In Zellerbach, the court found that marine pollution was a matter of national concern to Canada as a whole and required federal oversight. The finding in favour of the federal government in that case was predicated largely on the fact that the Ocean Dumping Control Act (the “Ocean Act”) limited the scope of the federal government’s oversight powers to marine pollution. Fresh-water sources (which were deemed to be within the jurisdictions of the provinces) were left outside the ambit of the Ocean Act.[4] Ultimately, the court in Zellerbach ruled that legislation must clearly carve-out the issue in question from issues within the jurisdiction of provincial legislatures to qualify as a matter of national concern.

The federal government has argued that the pith and substance of the Act is limited to addressing the cumulative dimensions of greenhouse gas emissions, which inherently affect Canada on a national level and consequently cannot be sufficiently addressed by the individual provinces. Accordingly, the Act satisfies the Zellerbach indicia of a national concern insofar as it is single, distinctive.

At their respective courts of appeal, Ontario[5] and Saskatchewan[6] argued that the schemes put forth by the Act are unconstitutional because it grants the federal government the power to infringe on provincial powers to regulate matters relating to property and civil rights by giving the federal government the power to regulate industrial operations and commercial transactions within provinces.[7]

Ontario further argued that provinces have the ability to limit greenhouse gas emissions without federal oversight, as evidenced by the province’s near 22% decline in emissions from 2005 levels, as of 2016.[8] According to Ontario the Act represents an unnecessary extension of federal jurisdiction. Alternatively, Saskatchewan argued that the charges imposed by the Act were unconstitutional as they amount to an invalid form of taxation.[9]

Both courts of appeal ultimately sided with the federal government, affirming that greenhouse gas emissions are a new and distinct matter and amount to a national concern requiring federal legislation.

In Ontario, the court reasoned that the environment is an area of shared constitutional responsibility that requires a balanced effort from all levels of government.[10] The court further reasoned that the carbon pricing scheme implemented by the Act provided sufficient room for the provinces to legislate concurrently. As written, the Act serves as a back-stop affording the provinces the opportunity to legislate above and beyond the minimum standards set by the federal government.[11]

The Saskatchewan the court of appeal found that the charges imposed by the Act were legal because they did not raise revenue for general purposes (as a tax would), and instead, sought to increase the price of emitting carbon to mitigate greenhouse gas emissions.[12]

Contrary to the decisions in Ontario and Saskatchewan, the Alberta Court of Appeal found the Act to be unconstitutional. That court reasoned that the Act would result in a shift in the constitutional balance of power that would result in the federal government having a direct impact on vital industries within the province such as natural resources and electricity generation.[13] The court warned that this expanded power could allow for unlimited reach by the federal government into other provincial jurisdictions moving forward.[14]

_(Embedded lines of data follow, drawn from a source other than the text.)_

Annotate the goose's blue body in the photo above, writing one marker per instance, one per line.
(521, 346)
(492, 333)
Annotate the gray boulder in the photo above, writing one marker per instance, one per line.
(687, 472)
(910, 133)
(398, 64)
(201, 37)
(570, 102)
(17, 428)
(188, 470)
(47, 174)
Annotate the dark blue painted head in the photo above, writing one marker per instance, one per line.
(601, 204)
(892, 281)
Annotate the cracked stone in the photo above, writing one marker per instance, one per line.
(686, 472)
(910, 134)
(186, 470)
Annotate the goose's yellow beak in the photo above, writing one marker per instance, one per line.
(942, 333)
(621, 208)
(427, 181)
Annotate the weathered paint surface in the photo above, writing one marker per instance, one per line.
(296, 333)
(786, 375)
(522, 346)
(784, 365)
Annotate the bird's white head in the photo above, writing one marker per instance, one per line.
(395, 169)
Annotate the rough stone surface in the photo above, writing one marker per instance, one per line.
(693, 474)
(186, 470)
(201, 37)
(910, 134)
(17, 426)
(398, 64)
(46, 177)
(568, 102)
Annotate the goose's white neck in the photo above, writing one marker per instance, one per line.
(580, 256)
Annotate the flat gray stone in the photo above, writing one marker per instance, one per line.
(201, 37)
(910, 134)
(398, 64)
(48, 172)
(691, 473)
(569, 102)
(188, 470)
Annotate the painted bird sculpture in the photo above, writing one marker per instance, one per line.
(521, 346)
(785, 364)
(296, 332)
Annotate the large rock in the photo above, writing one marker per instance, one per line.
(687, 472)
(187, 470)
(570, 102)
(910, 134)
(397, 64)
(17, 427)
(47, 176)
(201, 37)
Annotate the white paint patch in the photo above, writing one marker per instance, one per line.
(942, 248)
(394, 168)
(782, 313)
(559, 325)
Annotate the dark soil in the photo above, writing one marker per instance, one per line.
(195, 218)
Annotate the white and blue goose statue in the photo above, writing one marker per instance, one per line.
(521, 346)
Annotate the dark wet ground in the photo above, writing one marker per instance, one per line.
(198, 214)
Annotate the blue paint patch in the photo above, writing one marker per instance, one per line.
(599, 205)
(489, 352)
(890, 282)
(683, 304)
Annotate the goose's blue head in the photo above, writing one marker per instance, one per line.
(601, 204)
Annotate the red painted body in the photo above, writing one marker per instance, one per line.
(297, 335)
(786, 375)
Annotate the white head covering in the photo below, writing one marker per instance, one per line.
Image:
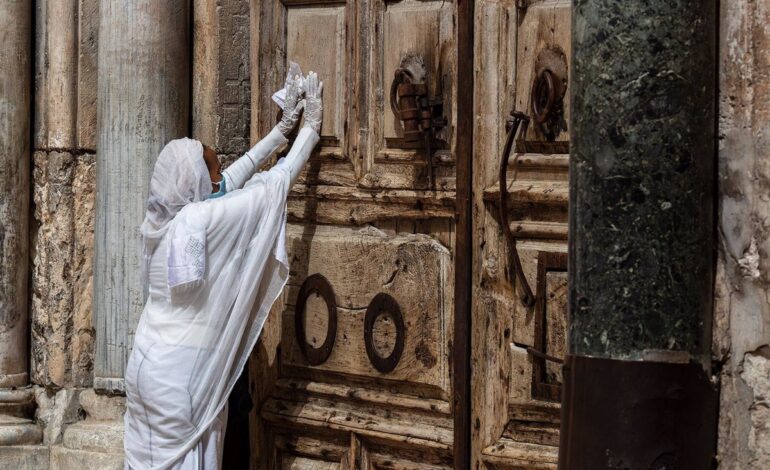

The SCC heard the appeals of the decisions from Ontario, Saskatchewan and Alberta on September 22 and 23, 2020. The provinces of British Columbia, Manitoba, New Brunswick, and Quebec joined the proceedings as interveners. The SCC reserved judgement after hearing the appeals and, to date, has not rendered a decision.

We will continue to monitor the development of this case and will return with a commentary on the judgment of the SCC when it is rendered in the near future.